What is curious to me is that this same social product development fabric does not exist in most product development companies. There is very little use of social applications, people cannot find previous knowledge and they lack motivation to innovate.
Linux started in 1991 with the commencement of a personal project by a Finnish student, Linus Torvalds, to create a new free operating system kernel. Linus developed a basic set of software applications and standards for how software programs would communicate with the hardware and between other software programs. Since then, the resulting Linux kernel has grown constantly from a small number of C files under a license prohibiting commercial distribution to its state in 2009 of over 370 megabytes of source under the GNU General Public License.

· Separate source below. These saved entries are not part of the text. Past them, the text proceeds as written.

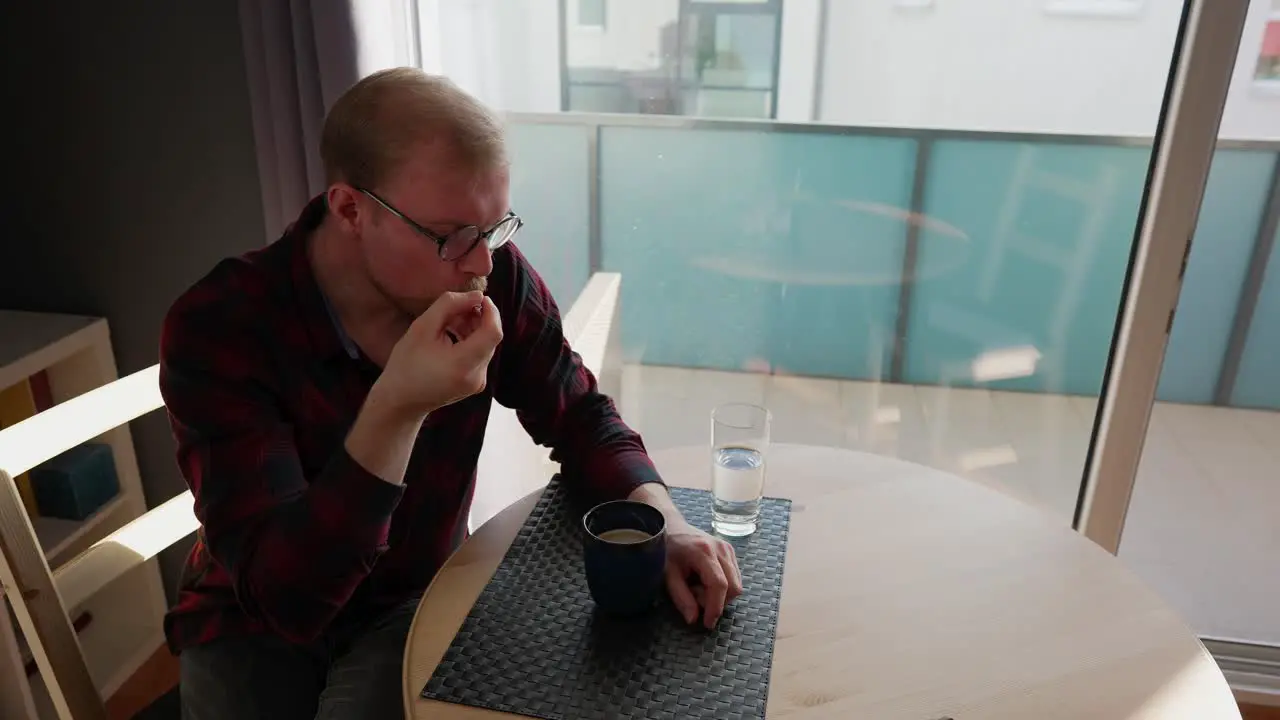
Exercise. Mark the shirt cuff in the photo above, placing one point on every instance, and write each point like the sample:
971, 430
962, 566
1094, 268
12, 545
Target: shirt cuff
351, 501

Linux develop organically. There was no master plan. A small group of people started sharing their knowledge, built on each other's knowledge, exchanged ideas and code all through social media means. Now there is a huge developer community. Again, where is this ability in most companies?
Why do people develop Linux? Is it for the money? Nope. It's free software so it can't be for the money. There is abundant research that says people are NOT motivated by money after their basic needs are met. They are motivated by autonomy, mastery and purpose. Developing a Linux app, you can essentially do what you want, program it to work the way you want it to work. There is tremendous self-satisfaction when a person becomes a master developing software. There is a deep purpose behind Linux. Open software.
Bringing social tools and techniques inside companies can enable the same explosion in creativity and innovation.